While the inquiry made no formal recommendations, its findings informed significant reforms to UK banking supervision. The Bank of England Act 1998 transferred banking supervision from the Bank of England to the newly created Financial Services Authority, addressing concerns about the Bank's dual role as both monetary authority and banking supervisor. The Financial Services and Markets Act 2000 established the FSA as a unified financial regulator, with the BCCI failure cited as one of several regulatory failures that demonstrated the need for consolidated supervision.

The inquiry's findings also contributed to international regulatory developments, particularly the Basel Committee's Core Principles for Effective Banking Supervision published in 1997. These principles established global standards for banking supervision and cross-border regulatory cooperation. The UK's approach to banking supervision underwent further reform following the 2008 financial crisis, with the Financial Services Act 2012 abolishing the FSA and returning prudential supervision to the Bank of England through the Prudential Regulation Authority.
Lasting Reforms
• Transfer of banking supervision from the Bank of England to the Financial Services Authority through the Bank of England Act 1998
• Creation of the Financial Services Authority as a unified financial regulator under the Financial Services and Markets Act 2000
• Contribution to the Basel Committee's Core Principles for Effective Banking Supervision (1997), establishing international standards for banking supervision
• Enhanced international regulatory cooperation frameworks for supervising banks operating across multiple jurisdictions
• Strengthened anti-money laundering frameworks in UK banking regulation
Reforms Reversed or Weakened
• The Financial Services Authority was abolished in 2013 and banking supervision returned to the Bank of England through the creation of the Prudential Regulation Authority under the Financial Services Act 2012
Unfinished Business
None identified - the inquiry made no formal recommendations
AI-generated narrative. Generated 26 Mar 2026 using claude-opus-4. Assessment is indicative, not authoritative.
Key Legislation
Bank of England Act 1998 (Transfer of Supervision)

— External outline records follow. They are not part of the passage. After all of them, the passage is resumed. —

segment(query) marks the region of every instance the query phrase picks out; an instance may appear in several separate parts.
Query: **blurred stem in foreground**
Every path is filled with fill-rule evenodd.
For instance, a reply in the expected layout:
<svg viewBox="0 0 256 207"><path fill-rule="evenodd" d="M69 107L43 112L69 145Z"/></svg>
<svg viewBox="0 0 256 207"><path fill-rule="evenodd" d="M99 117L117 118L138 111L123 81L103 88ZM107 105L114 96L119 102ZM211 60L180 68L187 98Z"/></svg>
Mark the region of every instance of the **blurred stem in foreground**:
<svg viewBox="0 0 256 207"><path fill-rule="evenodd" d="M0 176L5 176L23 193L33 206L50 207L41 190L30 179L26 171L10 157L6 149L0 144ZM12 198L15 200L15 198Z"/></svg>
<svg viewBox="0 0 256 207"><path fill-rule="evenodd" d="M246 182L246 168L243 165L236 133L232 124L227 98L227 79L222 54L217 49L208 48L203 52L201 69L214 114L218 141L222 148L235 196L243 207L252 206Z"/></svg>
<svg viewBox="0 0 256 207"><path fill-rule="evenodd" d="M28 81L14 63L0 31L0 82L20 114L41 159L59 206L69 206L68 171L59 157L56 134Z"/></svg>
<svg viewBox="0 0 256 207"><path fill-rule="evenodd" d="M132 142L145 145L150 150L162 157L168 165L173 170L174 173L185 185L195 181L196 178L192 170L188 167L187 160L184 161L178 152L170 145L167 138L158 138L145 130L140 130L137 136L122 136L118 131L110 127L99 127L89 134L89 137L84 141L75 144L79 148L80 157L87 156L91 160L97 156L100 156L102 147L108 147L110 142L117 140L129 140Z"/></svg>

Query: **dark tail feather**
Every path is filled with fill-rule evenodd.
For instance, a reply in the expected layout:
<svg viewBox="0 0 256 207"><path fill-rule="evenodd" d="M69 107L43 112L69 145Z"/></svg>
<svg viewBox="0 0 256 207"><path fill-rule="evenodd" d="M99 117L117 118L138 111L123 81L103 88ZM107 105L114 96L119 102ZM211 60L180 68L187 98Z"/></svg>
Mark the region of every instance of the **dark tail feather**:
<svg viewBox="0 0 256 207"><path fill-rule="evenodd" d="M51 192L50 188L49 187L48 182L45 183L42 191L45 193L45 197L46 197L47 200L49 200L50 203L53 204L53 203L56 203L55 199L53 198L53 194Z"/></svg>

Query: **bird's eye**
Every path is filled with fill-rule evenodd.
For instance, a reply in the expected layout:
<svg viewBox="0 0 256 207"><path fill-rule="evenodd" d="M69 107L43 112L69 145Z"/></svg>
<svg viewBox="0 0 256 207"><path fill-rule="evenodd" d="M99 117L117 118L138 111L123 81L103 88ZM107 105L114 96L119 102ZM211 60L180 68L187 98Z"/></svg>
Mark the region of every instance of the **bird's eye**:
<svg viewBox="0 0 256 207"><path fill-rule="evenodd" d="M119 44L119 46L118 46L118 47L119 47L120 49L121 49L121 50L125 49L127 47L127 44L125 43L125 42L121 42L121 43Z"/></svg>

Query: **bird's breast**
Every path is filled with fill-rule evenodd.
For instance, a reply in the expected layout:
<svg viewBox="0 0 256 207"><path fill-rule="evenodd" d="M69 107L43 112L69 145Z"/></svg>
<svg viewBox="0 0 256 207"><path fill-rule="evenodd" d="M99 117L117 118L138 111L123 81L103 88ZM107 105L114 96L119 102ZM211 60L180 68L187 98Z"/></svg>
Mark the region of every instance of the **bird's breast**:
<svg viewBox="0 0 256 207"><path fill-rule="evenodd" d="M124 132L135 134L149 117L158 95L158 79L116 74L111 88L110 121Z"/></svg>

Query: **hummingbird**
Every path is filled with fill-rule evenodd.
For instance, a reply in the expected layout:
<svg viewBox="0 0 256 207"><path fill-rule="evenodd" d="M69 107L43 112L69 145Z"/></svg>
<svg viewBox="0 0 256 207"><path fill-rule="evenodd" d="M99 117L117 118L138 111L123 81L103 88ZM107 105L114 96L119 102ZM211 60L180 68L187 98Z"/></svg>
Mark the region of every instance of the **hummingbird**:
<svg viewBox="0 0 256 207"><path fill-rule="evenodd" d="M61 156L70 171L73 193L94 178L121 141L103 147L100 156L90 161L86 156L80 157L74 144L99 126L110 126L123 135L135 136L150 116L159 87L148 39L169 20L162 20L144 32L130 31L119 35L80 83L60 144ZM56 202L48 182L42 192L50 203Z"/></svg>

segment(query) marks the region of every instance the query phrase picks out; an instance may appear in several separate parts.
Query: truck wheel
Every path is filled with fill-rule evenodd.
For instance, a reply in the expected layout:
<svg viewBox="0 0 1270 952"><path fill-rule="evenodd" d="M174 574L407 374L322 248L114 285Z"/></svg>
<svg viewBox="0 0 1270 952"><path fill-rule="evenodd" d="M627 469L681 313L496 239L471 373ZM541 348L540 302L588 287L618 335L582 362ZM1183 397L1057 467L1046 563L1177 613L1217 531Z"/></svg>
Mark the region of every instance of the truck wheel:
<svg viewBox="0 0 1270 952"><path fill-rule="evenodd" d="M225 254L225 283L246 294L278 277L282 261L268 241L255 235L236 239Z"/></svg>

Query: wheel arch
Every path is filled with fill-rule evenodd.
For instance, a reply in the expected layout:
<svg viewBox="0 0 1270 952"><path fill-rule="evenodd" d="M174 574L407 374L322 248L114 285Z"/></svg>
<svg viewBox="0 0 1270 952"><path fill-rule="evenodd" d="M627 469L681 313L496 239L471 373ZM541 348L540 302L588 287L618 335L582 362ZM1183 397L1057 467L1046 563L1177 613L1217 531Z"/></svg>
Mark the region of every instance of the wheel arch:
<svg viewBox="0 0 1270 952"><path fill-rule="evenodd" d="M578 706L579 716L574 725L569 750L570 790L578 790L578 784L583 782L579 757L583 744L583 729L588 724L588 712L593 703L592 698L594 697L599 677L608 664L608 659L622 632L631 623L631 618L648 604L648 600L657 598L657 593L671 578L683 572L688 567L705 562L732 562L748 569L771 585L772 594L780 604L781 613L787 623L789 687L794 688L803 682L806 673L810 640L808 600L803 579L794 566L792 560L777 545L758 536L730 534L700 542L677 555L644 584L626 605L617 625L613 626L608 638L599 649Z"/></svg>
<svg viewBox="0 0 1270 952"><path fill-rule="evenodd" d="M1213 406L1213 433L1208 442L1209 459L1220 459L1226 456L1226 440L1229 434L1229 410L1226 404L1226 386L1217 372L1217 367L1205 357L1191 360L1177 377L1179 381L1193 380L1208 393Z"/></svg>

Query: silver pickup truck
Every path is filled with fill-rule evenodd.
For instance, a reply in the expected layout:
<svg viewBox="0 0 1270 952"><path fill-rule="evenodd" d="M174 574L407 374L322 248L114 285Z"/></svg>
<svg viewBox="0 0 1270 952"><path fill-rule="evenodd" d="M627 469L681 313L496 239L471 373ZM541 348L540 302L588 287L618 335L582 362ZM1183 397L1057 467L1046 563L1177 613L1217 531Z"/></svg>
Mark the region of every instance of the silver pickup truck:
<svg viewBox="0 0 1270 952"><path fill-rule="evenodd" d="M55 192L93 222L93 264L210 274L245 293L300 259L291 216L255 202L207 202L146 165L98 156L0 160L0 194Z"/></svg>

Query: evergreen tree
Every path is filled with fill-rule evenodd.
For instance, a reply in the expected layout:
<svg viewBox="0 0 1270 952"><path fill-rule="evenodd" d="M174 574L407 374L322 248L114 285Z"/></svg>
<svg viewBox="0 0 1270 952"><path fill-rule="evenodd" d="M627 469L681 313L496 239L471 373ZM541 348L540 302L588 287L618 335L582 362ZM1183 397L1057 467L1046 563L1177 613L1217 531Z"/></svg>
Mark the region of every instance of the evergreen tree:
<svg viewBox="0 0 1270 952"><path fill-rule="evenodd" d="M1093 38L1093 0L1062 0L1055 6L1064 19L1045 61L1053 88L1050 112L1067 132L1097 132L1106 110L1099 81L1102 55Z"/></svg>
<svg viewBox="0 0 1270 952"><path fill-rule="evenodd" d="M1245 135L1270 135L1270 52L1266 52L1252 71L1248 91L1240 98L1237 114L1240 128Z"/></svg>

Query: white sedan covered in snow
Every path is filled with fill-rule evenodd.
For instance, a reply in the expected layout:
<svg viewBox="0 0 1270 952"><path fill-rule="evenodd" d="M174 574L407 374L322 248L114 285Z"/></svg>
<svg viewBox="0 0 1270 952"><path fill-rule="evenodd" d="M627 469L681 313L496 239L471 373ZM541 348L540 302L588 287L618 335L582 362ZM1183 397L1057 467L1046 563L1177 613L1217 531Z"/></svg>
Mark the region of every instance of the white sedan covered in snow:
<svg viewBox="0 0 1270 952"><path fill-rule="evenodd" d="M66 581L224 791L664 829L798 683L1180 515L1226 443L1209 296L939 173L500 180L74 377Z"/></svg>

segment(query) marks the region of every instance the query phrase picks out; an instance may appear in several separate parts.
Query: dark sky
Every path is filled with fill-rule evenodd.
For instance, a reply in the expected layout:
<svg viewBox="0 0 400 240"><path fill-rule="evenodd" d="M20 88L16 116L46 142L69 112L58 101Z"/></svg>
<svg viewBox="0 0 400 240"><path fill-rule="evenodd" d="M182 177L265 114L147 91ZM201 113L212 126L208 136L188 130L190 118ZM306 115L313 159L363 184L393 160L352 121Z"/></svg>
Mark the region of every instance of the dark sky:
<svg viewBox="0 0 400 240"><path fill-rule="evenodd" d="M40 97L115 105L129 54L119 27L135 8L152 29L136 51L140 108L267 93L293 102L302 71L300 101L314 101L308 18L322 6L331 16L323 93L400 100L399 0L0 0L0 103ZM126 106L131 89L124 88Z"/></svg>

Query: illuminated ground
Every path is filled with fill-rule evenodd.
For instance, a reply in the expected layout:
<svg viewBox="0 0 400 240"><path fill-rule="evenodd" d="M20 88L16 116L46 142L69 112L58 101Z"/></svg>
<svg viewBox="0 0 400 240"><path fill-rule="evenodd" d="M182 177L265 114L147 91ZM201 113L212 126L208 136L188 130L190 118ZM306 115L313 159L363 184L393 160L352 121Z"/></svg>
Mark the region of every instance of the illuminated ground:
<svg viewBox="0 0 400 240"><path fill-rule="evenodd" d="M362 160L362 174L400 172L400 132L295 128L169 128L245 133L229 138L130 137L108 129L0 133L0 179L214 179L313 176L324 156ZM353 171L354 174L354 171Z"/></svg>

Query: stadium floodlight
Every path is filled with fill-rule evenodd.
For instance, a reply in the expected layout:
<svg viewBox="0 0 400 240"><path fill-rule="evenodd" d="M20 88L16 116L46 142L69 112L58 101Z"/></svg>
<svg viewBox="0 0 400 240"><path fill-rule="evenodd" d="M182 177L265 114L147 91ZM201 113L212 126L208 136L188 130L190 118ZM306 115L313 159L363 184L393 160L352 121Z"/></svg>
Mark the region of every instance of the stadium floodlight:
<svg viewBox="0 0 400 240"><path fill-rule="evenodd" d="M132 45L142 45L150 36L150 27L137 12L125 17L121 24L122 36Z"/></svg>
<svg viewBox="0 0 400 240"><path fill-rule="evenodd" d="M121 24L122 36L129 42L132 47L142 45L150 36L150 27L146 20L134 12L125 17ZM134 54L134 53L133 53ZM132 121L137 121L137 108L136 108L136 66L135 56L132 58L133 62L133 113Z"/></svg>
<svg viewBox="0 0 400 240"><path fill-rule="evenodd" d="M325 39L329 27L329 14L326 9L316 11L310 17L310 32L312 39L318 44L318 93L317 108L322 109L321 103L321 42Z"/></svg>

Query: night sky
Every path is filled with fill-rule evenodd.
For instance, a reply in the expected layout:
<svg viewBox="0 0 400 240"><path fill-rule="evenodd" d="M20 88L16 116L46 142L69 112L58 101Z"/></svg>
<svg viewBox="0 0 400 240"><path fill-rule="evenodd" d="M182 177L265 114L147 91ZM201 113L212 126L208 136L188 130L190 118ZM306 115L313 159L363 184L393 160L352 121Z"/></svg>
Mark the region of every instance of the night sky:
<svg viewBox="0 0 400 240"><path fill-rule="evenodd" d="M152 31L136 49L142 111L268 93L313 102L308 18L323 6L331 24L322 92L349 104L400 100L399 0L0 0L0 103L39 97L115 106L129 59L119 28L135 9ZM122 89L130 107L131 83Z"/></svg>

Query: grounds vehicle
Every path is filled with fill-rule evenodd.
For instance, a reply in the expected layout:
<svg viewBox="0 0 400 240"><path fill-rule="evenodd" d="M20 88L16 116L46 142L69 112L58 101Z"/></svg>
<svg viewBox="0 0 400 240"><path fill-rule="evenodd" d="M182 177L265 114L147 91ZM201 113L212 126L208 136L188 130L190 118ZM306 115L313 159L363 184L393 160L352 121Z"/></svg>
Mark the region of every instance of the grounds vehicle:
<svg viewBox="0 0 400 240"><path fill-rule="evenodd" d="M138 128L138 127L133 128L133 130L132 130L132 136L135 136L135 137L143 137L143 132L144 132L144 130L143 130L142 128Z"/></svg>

Transferred banking supervision from the Bank of England to the Financial Services Authority, partly informed by the Bingham Inquiry's findings on supervisory failures.
Financial Services and Markets Act 2000 PRIMARY
Created the Financial Services Authority as a unified regulator. The BCCI failure was one of the regulatory failures that informed the case for consolidating financial supervision.
Influence & Connections
Led directly to Financial regulation and banking supervision
The BCCI failure informed the transfer of banking supervision from the Bank of England to the FSA and contributed to international standards for banking supervision (Basel Core Principles, 1997).
1 year, 3 months Duration
Final Report Published 22 Oct 1992

We are not currently tracking individual recommendations for this inquiry.